SJSU iSchool Convocation– Dreams and Musings on Graduating
Published: May 24, 2017
Rise and shine, it’s graduation day! For a virtual convocation like that at San José State University’s iSchool, I didn’t have to find comfortable shoes or clothes that wouldn’t cause me to broil underneath a graduation gown.
Instead of fighting to find a parking place within miles of the venue or making sure that all my less than young and spritely family members can find seating (or that my super-spritely family members stay in their seats), I got to sit on my couch with my mom and my oldest daughter and enjoy some celebratory words, and check out the Collaborate session attendees to see who was there (Hi Beth! Hi Tamarack!).
There weren’t huge crowds or big grins as people received walked across a long stage to receive their diplomas (nothing but a blank book for my undergraduate degree; I had to pick it up later). Nor were there large parties with friends, family and mere acquaintances. Like my whole graduate school career, convocation and the celebration of receiving my masters degree was fit snugly between schlepping children off to ballet class and celebrating the piano accomplishments of a third-grader at a class recital. Life happens, and for me graduate school happened too, so that I could make that life more worthwhile for myself and my family.
An exclusively virtual school environment is not less than its physical counterpart, it is only different—completely different. I could not have attended classes at an institution. The time I managed to carve out to do my readings, post discussions and complete assignments was the only time I could commit to graduate school. There was no time left in my day to spend driving to class. Similarly, convocation happened on my old laptop (bless you, computer for making it all the way through grad school!) with my proud mother sitting next to me. I can assure you that she was no less proud sitting on the couch than she would have been sitting in a sweltering stadium.
The ceremony itself, with the various speakers representing the staff, graduates and guest speaker Dr.
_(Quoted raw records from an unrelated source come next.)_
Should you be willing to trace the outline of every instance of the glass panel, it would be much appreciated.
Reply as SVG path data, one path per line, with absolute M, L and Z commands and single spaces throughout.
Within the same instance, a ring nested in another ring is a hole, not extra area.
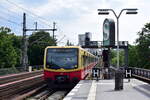
M 49 48 L 46 67 L 50 69 L 77 68 L 77 48 Z

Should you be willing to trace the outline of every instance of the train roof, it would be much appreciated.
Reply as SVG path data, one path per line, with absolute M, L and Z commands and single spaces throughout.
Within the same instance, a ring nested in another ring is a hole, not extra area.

Debra Wallace was encouraging. Haycock Award Recipient and graduate speaker Essraa Nawar spoke of the library in her hometown of Alexandria, Egypt which sparked my imagination both remembering my own childhood libraries and thinking of the most famous (and infamous) library of ancient history right there in Alexandria. Wallace spoke of the necessity of librarians and the ways in which we could answer that oh-too-common question of, “Why do we need librarians?” I liked her thought-provoking and open-ended reply. “Well, that depends.” It continues the conversation.
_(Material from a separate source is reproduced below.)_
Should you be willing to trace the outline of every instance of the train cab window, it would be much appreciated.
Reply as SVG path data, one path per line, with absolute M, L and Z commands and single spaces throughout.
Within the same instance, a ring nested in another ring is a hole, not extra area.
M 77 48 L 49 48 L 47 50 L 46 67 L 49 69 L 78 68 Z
Of all the elements of the iSchool’s convocation website, my narcissistic self likes the graduate profiles the best. I like to see and read all the comments people have made. Other people’s pride in my accomplishments remind me to be proud of myself—I did work hard! It has also been fun to skip around and write comments on other graduates’ profiles. Remember high school yearbooks? “I’m glad I got to know you in Geometry class (replace with Research Methods, et. al). Have a great summer!” The sentiment is the same even if the vocabulary and syntax have changed.
I’ve made many contacts and friends through the years and I’ve got an extensive email address book to show for it. Some people are professional contacts as well, and I keep tabs on those folks through LinkedIn. Since my experience working in libraries is so limited, my professional contacts are my best connection to a career. Not only are these people good for my furthering a job search, they’re good for furthering personal connections to people who share my love for information, literature, language and librarianship.
What now? I rest. Juggling graduate school with work and family took a lot of time and energy and for the next month or so I’ll be recharging my batteries. I love librarianship and I love stories and being creative, but I’m not going to dive into a full-time job just yet. As I casually begin my job search, I’ll be searching Pinterest boards and YouTube for slime recipes and preschool appropriate science projects. We plan to buy some monarch eggs and watch them hatch into caterpillars. I look forward to the wonder and excitement each day brings until they are butterflies. The details are still percolating, but I’m hoping to introduce a butterfly art project that will pique the interest of two girls going into the fourth grade. I look forward to reading on the beach and then walking a hundred yards back to our spacious new tent where my family and I will put on an extra sweater before sitting around a campfire and toasting marshmallows.
This is what summer – and graduating – is all about and I don’t intend to miss any of it because I have a term paper due. I also believe that all these summertime experiences will make me a better person and a better librarian.